I use Word2vec through gensim with pre-processed Google vectors trained in Google News. I noticed that the vector words that I can access by directly searching by the index of the Word2Vec object Word2Vec not unit vectors:
>>> import numpy >>> from gensim.models import Word2Vec >>> w2v = Word2Vec.load_word2vec_format('GoogleNews-vectors-negative300.bin', binary=True) >>> king_vector = w2v['king'] >>> numpy.linalg.norm(king_vector) 2.9022589
However, in most_similar these nonunit vectors are not used; instead, normalized versions are used from the undocumented .syn0norm property, which contains only unit vectors:
>>> w2v.init_sims() >>> unit_king_vector = w2v.syn0norm[w2v.vocab['king'].index] >>> numpy.linalg.norm(unit_king_vector) 0.99999994
A larger vector is simply an extended version of a single vector:
>>> king_vector - numpy.linalg.norm(king_vector) * unit_king_vector array([ 0.00000000e+00, -1.86264515e-09, 0.00000000e+00, 0.00000000e+00, -1.86264515e-09, 0.00000000e+00, -7.45058060e-09, 0.00000000e+00, 3.72529030e-09, 0.00000000e+00, 0.00000000e+00, 0.00000000e+00, 0.00000000e+00, 0.00000000e+00, 0.00000000e+00, 0.00000000e+00, 0.00000000e+00, 0.00000000e+00, 0.00000000e+00, 0.00000000e+00, 0.00000000e+00, ... (some lines omitted) ... -1.86264515e-09, -3.72529030e-09, 0.00000000e+00, 0.00000000e+00, 0.00000000e+00, 0.00000000e+00, 0.00000000e+00, 0.00000000e+00, 0.00000000e+00, 0.00000000e+00, 0.00000000e+00, 0.00000000e+00], dtype=float32)
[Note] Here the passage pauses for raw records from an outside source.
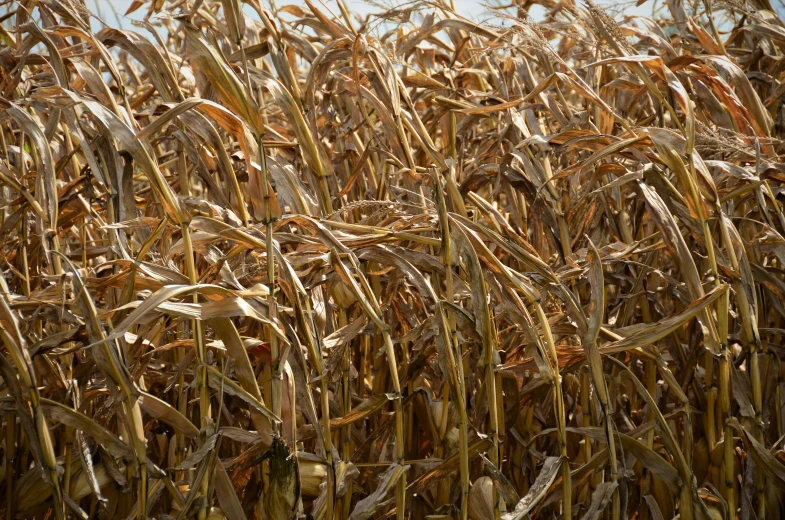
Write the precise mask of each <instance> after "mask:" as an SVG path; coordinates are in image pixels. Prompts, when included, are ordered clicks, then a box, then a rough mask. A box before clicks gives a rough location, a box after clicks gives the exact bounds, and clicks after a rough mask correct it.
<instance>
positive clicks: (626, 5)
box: [88, 0, 652, 26]
mask: <svg viewBox="0 0 785 520" xmlns="http://www.w3.org/2000/svg"><path fill="white" fill-rule="evenodd" d="M320 1H322V2H324V3H325V4H326V5H327V6H328V7H330V8H331V9H332V10H333V12H334V13H336V14H337V13H339V10H338V7H337V4H336V3H335V0H314V2H315V3H316V5H319V3H320ZM377 1H379V2H380V3H382V4H389V3H391V0H377ZM490 1H491V2H492V1H493V0H490ZM131 2H132V0H88V5H91V4H92V5H91V7H92V8H93V10H94V11H96V12H97V11H99V9H97V8H96V6H97V5H100V11H101V13H102V14H103V16H104V20H105V21H106V22H107V23H109V24H110V25H115V24H116V20H115V17H114V14H112V10H114V11H116V12H117V13H118V14H119V15H120V18H121V23H122V25H123V26H130V23H128V20H122V17H123V14H124V13H125V12H126V11H127V10H128V7H129V6H130V5H131ZM453 2H454V5H455V9H456V11H458V12H459V13H460V14H462V15H463V16H465V17H467V18H470V19H472V20H475V21H484V20H489V19H492V18H493V15H492V14H491V13H489V12H488V9H487V8H486V7H485V6H484V4H487V3H490V2H488V1H486V0H481V1H475V0H453ZM276 3H277V5H278V6H279V7H280V6H283V5H287V4H294V5H301V6H305V2H303V1H302V0H277V2H276ZM393 3H399V2H395V1H394V0H393ZM502 3H504V4H509V3H510V2H508V1H503V2H502ZM598 3H600V4H603V5H605V6H607V7H611V8H613V7H617V8H618V7H620V6H624V9H623V10H624V12H625V14H635V15H641V16H648V15H650V14H651V4H652V0H649V1H648V2H646V3H645V4H644V5H642V6H640V7H635V6H634V5H633V3H632V2H631V1H625V2H618V1H615V0H599V2H598ZM262 4H267V1H266V0H262ZM346 4H347V6H348V7H349V9H350V10H352V11H356V12H357V13H359V14H361V15H364V14H367V13H374V12H379V9H378V8H376V7H374V6H372V5H370V4H368V3H366V2H364V1H363V0H346ZM537 7H539V6H537ZM539 12H540V13H541V12H542V8H540V11H539ZM145 13H146V7H142V8H141V9H139V10H138V11H137V12H136V13H134V14H133V15H132V18H133V19H140V18H141V17H143V16H144V14H145ZM531 14H532V16H533V17H535V18H536V17H537V14H538V12H537V11H534V10H533V12H532V13H531Z"/></svg>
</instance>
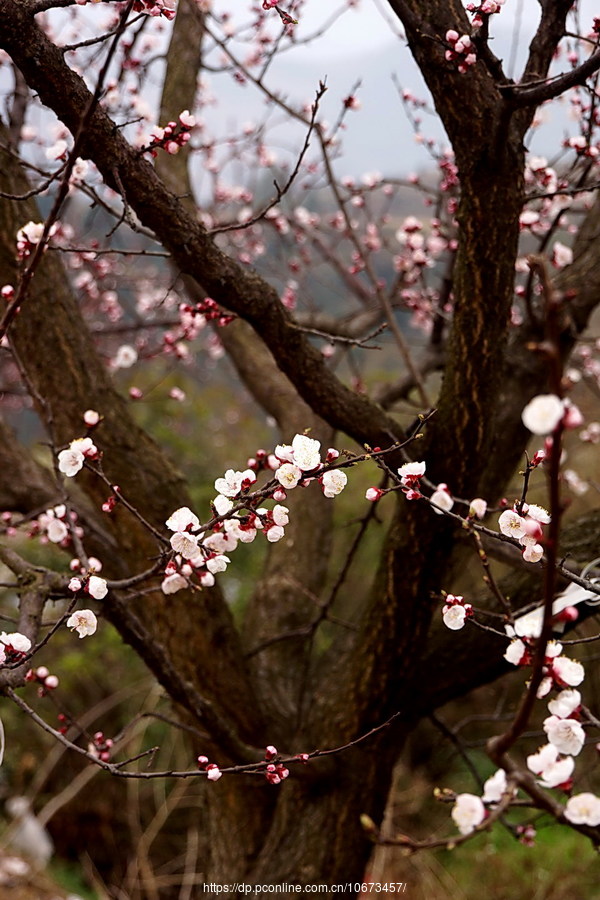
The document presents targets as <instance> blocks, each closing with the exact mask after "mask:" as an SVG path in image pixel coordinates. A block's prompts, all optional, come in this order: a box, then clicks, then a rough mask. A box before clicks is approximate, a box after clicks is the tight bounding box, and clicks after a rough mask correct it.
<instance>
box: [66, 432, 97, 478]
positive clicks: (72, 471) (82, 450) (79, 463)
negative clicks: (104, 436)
mask: <svg viewBox="0 0 600 900" xmlns="http://www.w3.org/2000/svg"><path fill="white" fill-rule="evenodd" d="M99 455H100V454H99V452H98V448H97V447H96V445H95V444H94V442H93V441H92V439H91V438H90V437H86V438H77V439H76V440H74V441H71V443H70V444H69V447H68V449H67V450H61V451H60V453H59V454H58V471H59V472H62V474H63V475H66V476H67V477H68V478H72V477H73V476H74V475H77V473H78V472H80V471H81V469H82V468H83V464H84V462H85V461H86V459H98V458H99Z"/></svg>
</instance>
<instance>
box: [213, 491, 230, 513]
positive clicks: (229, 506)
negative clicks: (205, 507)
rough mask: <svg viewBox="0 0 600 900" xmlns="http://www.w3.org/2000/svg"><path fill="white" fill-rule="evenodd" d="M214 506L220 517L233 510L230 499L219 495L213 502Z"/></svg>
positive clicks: (215, 511)
mask: <svg viewBox="0 0 600 900" xmlns="http://www.w3.org/2000/svg"><path fill="white" fill-rule="evenodd" d="M213 506H214V508H215V512H216V514H217V515H218V516H225V515H227V513H228V512H229V510H230V509H232V507H233V501H232V500H230V499H229V497H224V496H223V494H217V496H216V497H215V499H214V500H213Z"/></svg>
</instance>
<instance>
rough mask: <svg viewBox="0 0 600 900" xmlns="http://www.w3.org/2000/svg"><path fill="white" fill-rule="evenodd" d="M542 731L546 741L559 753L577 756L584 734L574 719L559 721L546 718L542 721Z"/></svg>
mask: <svg viewBox="0 0 600 900" xmlns="http://www.w3.org/2000/svg"><path fill="white" fill-rule="evenodd" d="M544 731H545V732H546V734H547V735H548V740H549V741H550V743H551V744H554V746H555V747H556V749H557V750H558V752H559V753H565V754H568V755H569V756H577V755H578V754H579V753H580V752H581V748H582V747H583V744H584V741H585V732H584V730H583V728H582V726H581V723H580V722H577V721H576V720H575V719H559V718H558V716H548V718H547V719H544Z"/></svg>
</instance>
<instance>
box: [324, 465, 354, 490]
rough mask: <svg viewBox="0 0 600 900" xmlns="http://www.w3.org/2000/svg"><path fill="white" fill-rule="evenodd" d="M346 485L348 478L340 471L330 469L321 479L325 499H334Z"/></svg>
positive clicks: (340, 469) (342, 472)
mask: <svg viewBox="0 0 600 900" xmlns="http://www.w3.org/2000/svg"><path fill="white" fill-rule="evenodd" d="M347 484H348V476H347V475H346V473H345V472H342V470H341V469H332V470H331V471H330V472H325V473H324V474H323V476H322V477H321V487H322V488H323V494H324V495H325V496H326V497H336V496H337V495H338V494H341V492H342V491H343V490H344V488H345V487H346V485H347Z"/></svg>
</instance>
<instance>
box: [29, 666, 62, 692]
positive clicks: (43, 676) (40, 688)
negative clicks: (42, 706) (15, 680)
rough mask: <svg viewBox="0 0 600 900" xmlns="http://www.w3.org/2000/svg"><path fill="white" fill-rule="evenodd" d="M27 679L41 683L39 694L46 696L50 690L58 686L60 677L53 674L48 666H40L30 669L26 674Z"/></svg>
mask: <svg viewBox="0 0 600 900" xmlns="http://www.w3.org/2000/svg"><path fill="white" fill-rule="evenodd" d="M25 681H34V682H36V684H38V685H39V688H38V694H39V696H40V697H44V696H45V695H46V694H47V693H48V691H53V690H54V689H55V688H57V687H58V678H57V677H56V675H51V674H50V672H49V671H48V669H47V668H46V666H38V667H37V669H29V671H28V672H27V674H26V675H25Z"/></svg>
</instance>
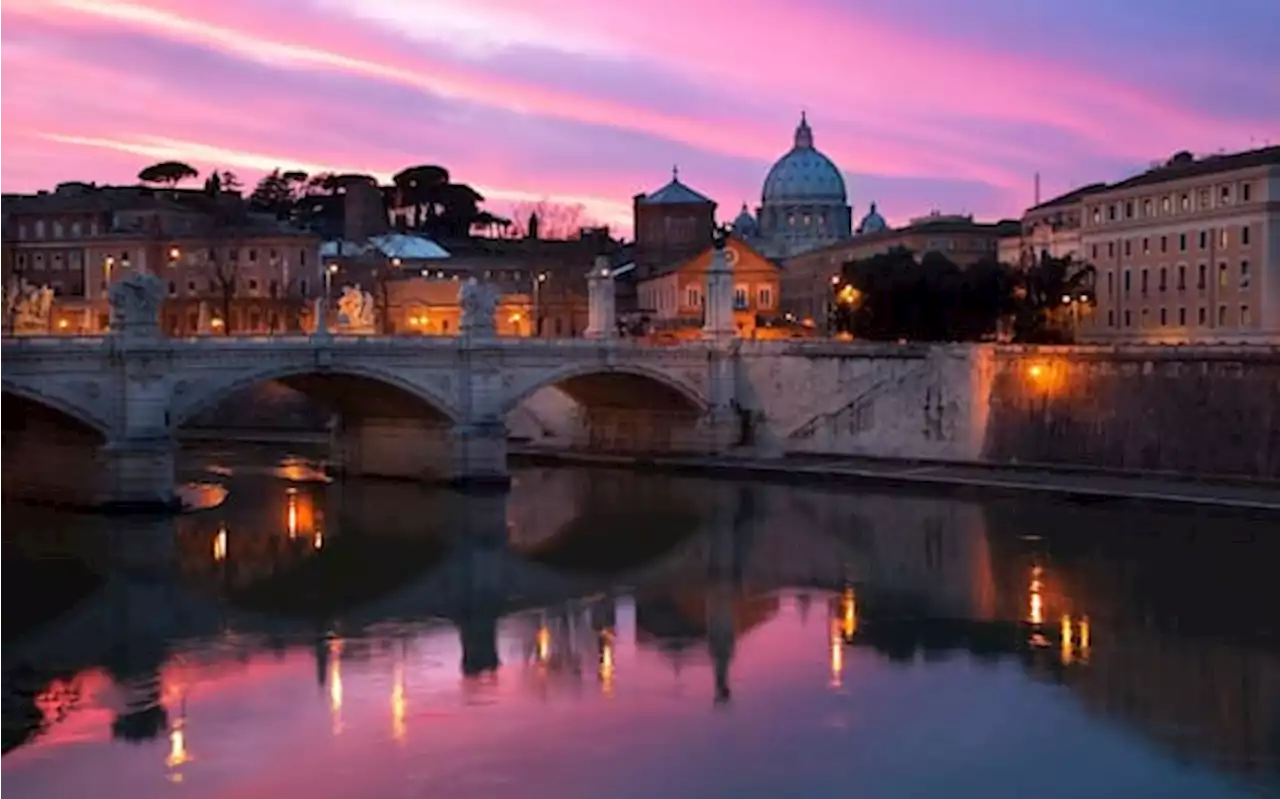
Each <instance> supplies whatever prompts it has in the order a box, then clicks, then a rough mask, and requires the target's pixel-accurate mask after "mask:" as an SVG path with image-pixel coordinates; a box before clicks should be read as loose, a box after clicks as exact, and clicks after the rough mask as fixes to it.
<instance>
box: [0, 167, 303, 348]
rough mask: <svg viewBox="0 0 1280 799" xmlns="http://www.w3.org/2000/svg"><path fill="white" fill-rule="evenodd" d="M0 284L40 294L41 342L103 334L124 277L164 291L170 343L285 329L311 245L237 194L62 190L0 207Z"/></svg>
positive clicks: (298, 230) (76, 188) (146, 191)
mask: <svg viewBox="0 0 1280 799" xmlns="http://www.w3.org/2000/svg"><path fill="white" fill-rule="evenodd" d="M0 219H3V220H4V225H3V227H0V242H3V243H4V248H5V250H6V251H8V252H6V255H5V259H4V261H3V262H0V270H3V273H0V279H4V280H9V279H10V278H17V279H20V280H23V282H26V283H28V284H31V286H36V287H49V288H51V289H52V292H54V309H52V312H51V315H50V319H49V320H47V327H49V330H47V332H49V333H65V334H97V333H104V332H105V330H106V329H108V328H109V321H110V309H109V302H108V296H109V288H110V284H111V283H114V282H116V280H119V279H120V278H123V277H124V275H127V274H131V273H136V271H146V273H151V274H154V275H156V277H157V278H160V279H161V280H163V282H164V283H165V288H166V298H165V302H164V309H163V311H161V324H163V325H164V328H165V330H166V332H168V333H170V334H174V335H192V334H197V333H212V334H216V333H220V332H224V330H234V332H242V333H251V332H252V333H270V332H283V330H284V329H287V328H289V327H294V328H296V327H297V325H298V324H300V314H302V312H303V306H305V303H303V302H302V300H303V298H305V297H307V296H314V295H315V293H316V292H317V288H319V286H320V283H321V278H320V259H319V245H320V242H319V239H317V238H316V237H315V236H312V234H310V233H306V232H302V230H298V229H294V228H291V227H288V225H287V224H284V223H280V222H279V220H276V219H274V218H270V216H259V215H253V214H248V213H247V211H246V209H244V206H243V200H242V198H241V197H239V196H238V195H225V196H223V197H210V196H206V195H205V193H204V192H193V191H182V190H178V191H173V190H165V191H160V190H151V188H146V187H133V186H129V187H99V186H91V184H84V183H64V184H61V186H59V187H58V188H56V190H55V191H52V192H40V193H36V195H8V196H4V197H0ZM291 318H292V323H291Z"/></svg>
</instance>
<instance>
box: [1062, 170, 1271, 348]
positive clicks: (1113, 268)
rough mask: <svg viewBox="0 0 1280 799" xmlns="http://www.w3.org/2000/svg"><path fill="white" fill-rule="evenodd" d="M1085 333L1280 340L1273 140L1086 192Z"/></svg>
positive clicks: (1092, 336)
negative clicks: (1087, 276) (1090, 268)
mask: <svg viewBox="0 0 1280 799" xmlns="http://www.w3.org/2000/svg"><path fill="white" fill-rule="evenodd" d="M1082 205H1083V219H1082V228H1080V251H1082V257H1083V259H1084V260H1087V261H1088V262H1091V264H1093V265H1094V268H1096V269H1097V307H1096V310H1094V312H1093V314H1092V315H1091V316H1089V318H1088V319H1085V320H1082V321H1083V324H1082V328H1080V330H1079V334H1080V337H1082V339H1084V341H1094V342H1106V341H1124V342H1148V343H1192V342H1203V343H1211V342H1221V343H1230V342H1275V341H1280V147H1267V149H1262V150H1251V151H1245V152H1236V154H1230V155H1212V156H1207V157H1199V159H1197V157H1194V156H1193V155H1190V154H1189V152H1179V154H1178V155H1175V156H1174V157H1171V159H1170V160H1169V161H1166V163H1165V164H1162V165H1158V166H1155V168H1152V169H1151V170H1148V172H1144V173H1142V174H1139V175H1137V177H1133V178H1130V179H1128V181H1123V182H1120V183H1115V184H1111V186H1108V187H1106V188H1105V190H1102V191H1097V192H1092V193H1089V195H1087V196H1085V197H1083V201H1082Z"/></svg>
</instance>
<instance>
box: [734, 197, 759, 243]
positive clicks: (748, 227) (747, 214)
mask: <svg viewBox="0 0 1280 799" xmlns="http://www.w3.org/2000/svg"><path fill="white" fill-rule="evenodd" d="M755 230H756V224H755V216H751V211H749V210H746V204H745V202H744V204H742V210H741V211H739V213H737V218H736V219H733V233H737V234H739V236H744V237H751V236H755Z"/></svg>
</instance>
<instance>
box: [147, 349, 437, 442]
mask: <svg viewBox="0 0 1280 799" xmlns="http://www.w3.org/2000/svg"><path fill="white" fill-rule="evenodd" d="M273 380H274V382H279V383H284V384H285V385H288V387H291V388H294V389H297V391H300V392H301V393H303V394H306V396H308V397H311V398H314V399H319V401H321V402H326V403H332V405H338V406H346V407H339V408H338V410H339V411H355V412H357V414H360V412H365V414H367V415H379V414H380V415H389V416H402V415H410V416H412V415H422V414H424V411H425V415H428V416H434V417H435V420H436V421H440V423H447V424H456V423H457V421H458V420H460V414H458V411H457V410H456V408H454V407H453V403H452V402H449V401H448V399H445V398H444V397H442V396H440V394H439V393H438V392H436V391H434V389H431V388H428V387H425V385H422V384H420V383H417V382H413V380H410V379H406V378H403V376H401V375H398V374H394V373H392V371H388V370H384V369H372V367H367V366H360V365H348V364H344V365H342V366H325V367H320V366H316V365H311V364H308V365H294V366H275V367H271V369H261V370H256V371H252V373H247V374H244V373H239V374H237V375H236V376H234V378H233V379H230V380H227V382H225V383H218V384H215V385H214V388H212V391H205V392H204V393H202V394H201V396H198V397H195V398H191V399H189V401H184V399H183V398H182V397H178V398H175V402H174V405H173V408H172V411H170V420H169V424H170V428H173V429H177V428H180V426H182V425H184V424H187V423H189V421H192V420H193V419H195V417H196V416H198V415H200V414H202V412H205V411H209V410H211V408H215V407H218V406H219V405H223V403H224V402H227V401H229V399H232V398H233V397H234V396H236V394H238V393H241V392H246V391H248V389H251V388H253V387H255V385H259V384H262V383H269V382H273ZM357 392H358V393H360V398H358V399H357V398H355V394H356V393H357Z"/></svg>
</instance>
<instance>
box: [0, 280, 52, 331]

Given that word similarity comparisons in Word2Vec are similar to cosines , it doesn't seem to me that the lengths of the unnormalized vectors mean - although I assume they mean something, since gensim provides them to me, and not just exposes the unit vectors in .syn0norm .
How are the lengths of these unnormalized Word2vec vectors formed, and what is their meaning? For what calculations does it make sense to use normalized vectors and when should non-normalized ones be used?